Both the Australian Chamber of Commerce and Industry (ACCI) and the Australian Retailers Association (ARA) have submitted to the Fair Work Commission that an increase in the minimum wage and modern award rates should be capped at 1.9 per cent, in line with the current rate of inflation.
“Given the constant rise in rental prices, energy costs and slow retail growth, this 1.9 per cent increase will allow retail to maintain its position as Australia’s largest private employer,” the ARA’s executive director Russell Zimmerman said.
“The ARA’s submission has outlined the difficult trading environment in the retail sector due to rising cost pressures, unsustainable rents, increasing competition and weak consumer confidence.
“With weak sales growth and wage levels well above our international competitors, it’s critical that the Fair Work Commission (FWC) acknowledge the volatile economic trading conditions when making their decision.”
Meanwhile, ACCI head James Pearson said wages need to increase to match the cost of living, but argued that anything above inflation would not be good for those businesses dependent on award rates, particularly SMEs.
“Businesses impacted by the minimum wage and award wages decision include small and medium businesses with lower profit margins, many with higher wages and salaries as a proportion of total expenses and lower survival rates,” said Mr Pearson.

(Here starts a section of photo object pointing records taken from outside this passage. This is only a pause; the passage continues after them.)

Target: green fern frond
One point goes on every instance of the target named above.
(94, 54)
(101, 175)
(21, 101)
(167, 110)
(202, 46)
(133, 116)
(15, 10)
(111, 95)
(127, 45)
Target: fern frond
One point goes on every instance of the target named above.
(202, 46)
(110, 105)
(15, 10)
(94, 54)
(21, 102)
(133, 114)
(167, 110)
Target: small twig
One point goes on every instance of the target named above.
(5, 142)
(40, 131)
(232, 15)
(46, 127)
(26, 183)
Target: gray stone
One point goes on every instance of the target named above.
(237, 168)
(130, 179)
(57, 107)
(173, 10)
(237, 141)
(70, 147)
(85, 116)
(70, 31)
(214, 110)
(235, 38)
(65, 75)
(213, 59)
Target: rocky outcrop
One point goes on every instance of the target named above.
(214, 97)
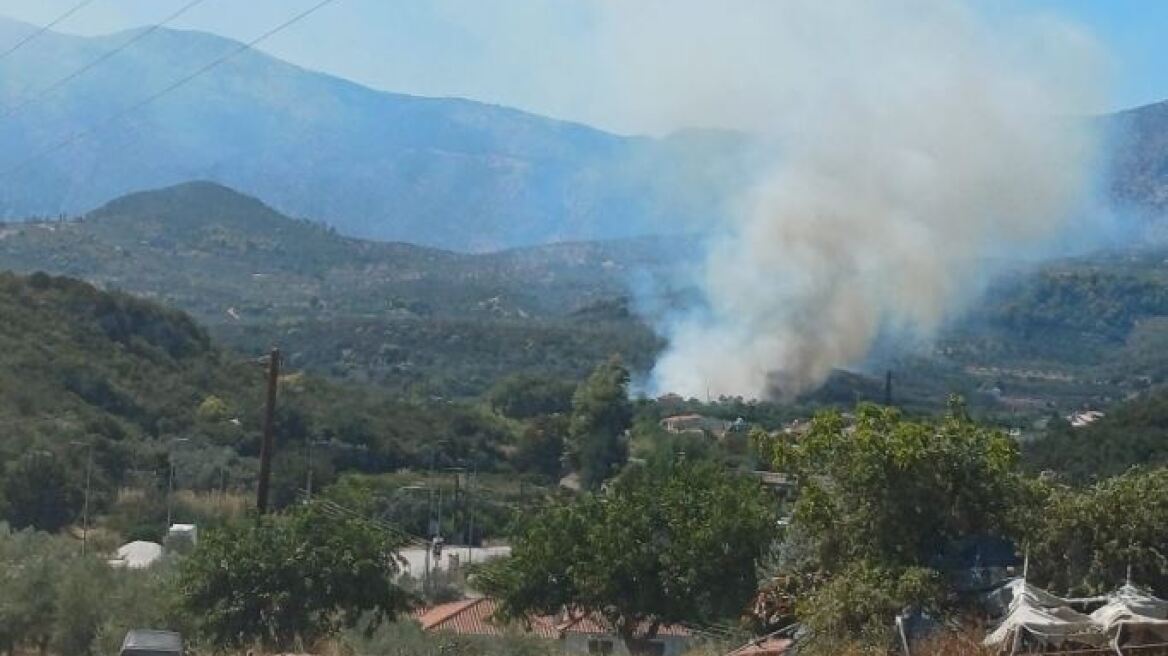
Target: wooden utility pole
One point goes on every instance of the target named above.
(268, 446)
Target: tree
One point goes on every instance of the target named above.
(541, 446)
(523, 396)
(896, 492)
(290, 579)
(600, 416)
(658, 548)
(881, 500)
(40, 493)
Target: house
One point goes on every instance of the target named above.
(474, 616)
(578, 633)
(696, 424)
(590, 634)
(1079, 419)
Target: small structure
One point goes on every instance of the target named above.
(767, 646)
(474, 616)
(578, 633)
(1080, 419)
(138, 555)
(591, 634)
(1127, 620)
(181, 537)
(150, 642)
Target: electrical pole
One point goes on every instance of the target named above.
(470, 501)
(307, 466)
(169, 484)
(268, 446)
(84, 510)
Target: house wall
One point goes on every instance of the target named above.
(578, 643)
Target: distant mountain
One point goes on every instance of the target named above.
(228, 257)
(396, 313)
(1139, 174)
(440, 172)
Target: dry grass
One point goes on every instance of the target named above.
(214, 503)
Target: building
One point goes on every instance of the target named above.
(590, 634)
(577, 632)
(138, 555)
(474, 616)
(766, 646)
(697, 424)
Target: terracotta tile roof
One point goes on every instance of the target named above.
(473, 616)
(763, 647)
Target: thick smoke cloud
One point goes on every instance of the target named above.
(916, 140)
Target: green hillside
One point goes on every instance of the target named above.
(409, 316)
(146, 386)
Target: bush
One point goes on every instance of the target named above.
(290, 580)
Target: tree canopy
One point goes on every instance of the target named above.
(600, 414)
(658, 548)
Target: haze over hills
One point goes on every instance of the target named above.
(442, 172)
(1076, 332)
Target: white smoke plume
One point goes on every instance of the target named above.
(916, 139)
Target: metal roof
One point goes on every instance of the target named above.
(148, 640)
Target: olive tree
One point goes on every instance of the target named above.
(290, 580)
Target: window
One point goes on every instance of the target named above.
(599, 646)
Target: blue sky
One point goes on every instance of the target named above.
(508, 51)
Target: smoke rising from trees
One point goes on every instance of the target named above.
(916, 139)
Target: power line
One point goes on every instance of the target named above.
(44, 28)
(138, 36)
(174, 85)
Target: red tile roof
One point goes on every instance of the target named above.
(593, 623)
(473, 616)
(763, 647)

“Award-reliant sectors such as retail are facing intense competition from the online global market.
“The current reality is that growth in the economy remains patchy and below-trend.”
Mr Pearson swiped at union claims that a rise of 7.2 per cent in the minimum wage is warranted.

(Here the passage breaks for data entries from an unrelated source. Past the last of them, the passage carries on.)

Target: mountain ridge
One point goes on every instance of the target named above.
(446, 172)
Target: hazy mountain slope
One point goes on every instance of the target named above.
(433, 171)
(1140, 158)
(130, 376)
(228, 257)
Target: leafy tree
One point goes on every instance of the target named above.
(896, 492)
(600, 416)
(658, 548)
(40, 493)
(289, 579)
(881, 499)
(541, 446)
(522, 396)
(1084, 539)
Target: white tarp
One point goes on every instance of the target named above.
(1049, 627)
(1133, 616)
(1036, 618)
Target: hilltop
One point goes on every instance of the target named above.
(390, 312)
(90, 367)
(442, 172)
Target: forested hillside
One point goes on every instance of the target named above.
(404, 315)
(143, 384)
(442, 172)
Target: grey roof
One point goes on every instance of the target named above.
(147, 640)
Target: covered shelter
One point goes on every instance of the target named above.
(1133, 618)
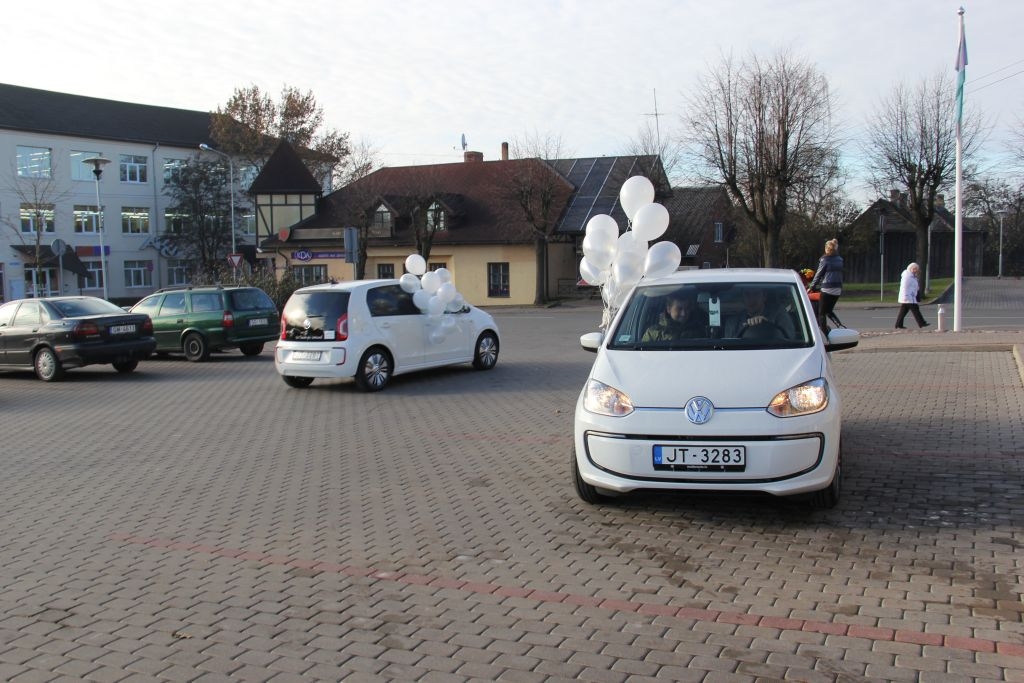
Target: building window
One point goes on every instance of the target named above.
(86, 218)
(309, 274)
(382, 223)
(135, 220)
(133, 168)
(435, 218)
(498, 280)
(138, 273)
(80, 171)
(33, 162)
(177, 271)
(94, 281)
(35, 216)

“It’s hard to understand why the union movement demands an unrealistic 7.2 per cent increase in minimum wages when they know the tough conditions that small businesses face.”
However, it was the National Retail Association that attracted raised eyebrows, telling The Australian it is actively pushing for a minimum wage freeze – or a pay cut for workers in real terms.
Its CEO Dominique Lamb reportedly said its members “are unable to sustain an increase in base wages at this time”, and that it was the first time the association had advocated for wages to remain on hold.
The Fair Work Commission’s verdict will be closely watched this year, after full-time workers effectively copped a pay cut in the year to 2017.
Employers have been urged to be more transparent with their employees about their state of play, after a recruitment firm found a marked discrepancy between the workers who think their company is in a strong financial position and the actual financial position that business leaders report.